If Havas should be put in play, the obvious white knight would be Publicis. But Lévy, who took a pass on Grey, isn't eager to fan such speculation. "In the industry consolidation game, we have chosen to invest in the quality of the creative we produce and in our operations," he says.

Havas could find help elsewhere, as was made apparent in the interest in Grey among private equity firms. "There are tons of private equity investors out there looking for deals in this industry, mostly in specialty areas of marketing communications," says Abe Jones, a principal at investment bankers AdMedia Partners in New York. "They feel they can add value in a number of years and then spin off the company to the public or sell to a larger firm."

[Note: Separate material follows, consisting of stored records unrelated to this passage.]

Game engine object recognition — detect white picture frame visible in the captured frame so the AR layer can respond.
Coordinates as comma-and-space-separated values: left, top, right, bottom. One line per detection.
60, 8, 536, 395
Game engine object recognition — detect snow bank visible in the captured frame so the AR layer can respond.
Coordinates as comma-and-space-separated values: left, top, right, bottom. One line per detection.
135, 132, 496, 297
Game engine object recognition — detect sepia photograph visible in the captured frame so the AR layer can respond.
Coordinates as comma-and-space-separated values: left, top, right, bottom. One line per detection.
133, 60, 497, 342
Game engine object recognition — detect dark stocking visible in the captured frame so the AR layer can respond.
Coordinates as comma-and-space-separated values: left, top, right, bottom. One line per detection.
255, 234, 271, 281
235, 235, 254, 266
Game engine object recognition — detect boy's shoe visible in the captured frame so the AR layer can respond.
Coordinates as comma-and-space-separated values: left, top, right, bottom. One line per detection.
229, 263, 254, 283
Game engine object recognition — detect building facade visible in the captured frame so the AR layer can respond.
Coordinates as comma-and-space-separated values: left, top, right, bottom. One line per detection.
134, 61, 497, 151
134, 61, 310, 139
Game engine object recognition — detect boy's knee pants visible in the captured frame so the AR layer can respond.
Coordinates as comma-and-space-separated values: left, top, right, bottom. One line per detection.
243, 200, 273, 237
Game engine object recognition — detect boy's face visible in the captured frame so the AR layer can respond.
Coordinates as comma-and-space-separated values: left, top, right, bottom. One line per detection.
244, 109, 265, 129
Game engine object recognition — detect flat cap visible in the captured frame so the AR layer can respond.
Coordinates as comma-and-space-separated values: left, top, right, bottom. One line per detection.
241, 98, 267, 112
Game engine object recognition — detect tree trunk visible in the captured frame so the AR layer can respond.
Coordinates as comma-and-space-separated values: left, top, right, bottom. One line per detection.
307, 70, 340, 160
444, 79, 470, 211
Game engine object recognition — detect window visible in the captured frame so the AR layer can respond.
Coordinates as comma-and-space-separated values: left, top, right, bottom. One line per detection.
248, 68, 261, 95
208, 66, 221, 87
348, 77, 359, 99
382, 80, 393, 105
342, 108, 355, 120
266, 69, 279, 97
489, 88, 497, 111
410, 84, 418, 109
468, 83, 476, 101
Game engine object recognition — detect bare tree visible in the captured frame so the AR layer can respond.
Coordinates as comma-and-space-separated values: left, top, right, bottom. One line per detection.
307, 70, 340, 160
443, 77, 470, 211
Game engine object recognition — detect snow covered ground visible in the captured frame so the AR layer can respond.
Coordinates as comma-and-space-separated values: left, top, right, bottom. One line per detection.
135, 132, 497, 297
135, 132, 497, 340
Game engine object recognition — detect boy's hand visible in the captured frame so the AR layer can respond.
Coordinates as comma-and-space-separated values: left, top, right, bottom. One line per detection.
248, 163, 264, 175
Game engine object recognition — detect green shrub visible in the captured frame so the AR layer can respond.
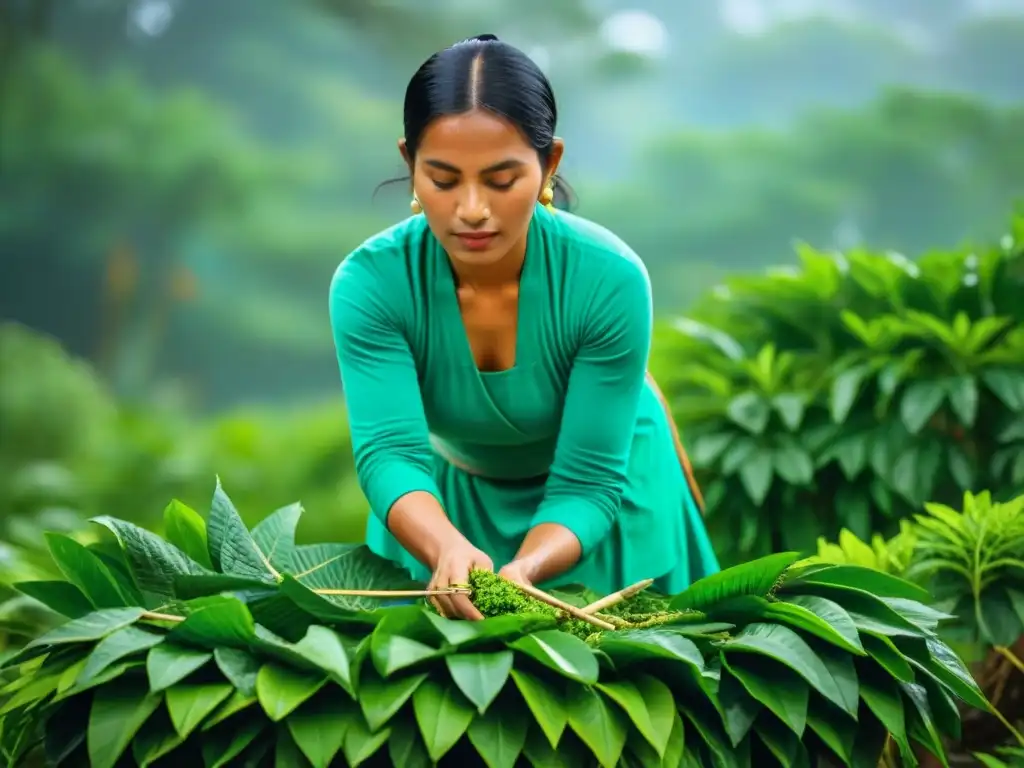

That interest from sophisticated investors —who may have once been dismissive of an industry whose assets go down the elevator every night—betrays the increasing value of marketing, regardless of where it touches consumers. Last year, as marketers shifted their focus back to sales growth, one thing remained certain, even as the industry explored any number of new directions: "The power of differentiating ideas has become paramount with clients," says Mike Burns, New York vice chairman of Saatchi & Saatchi. "The commercial ideas we create have become as powerful as industrial innovation."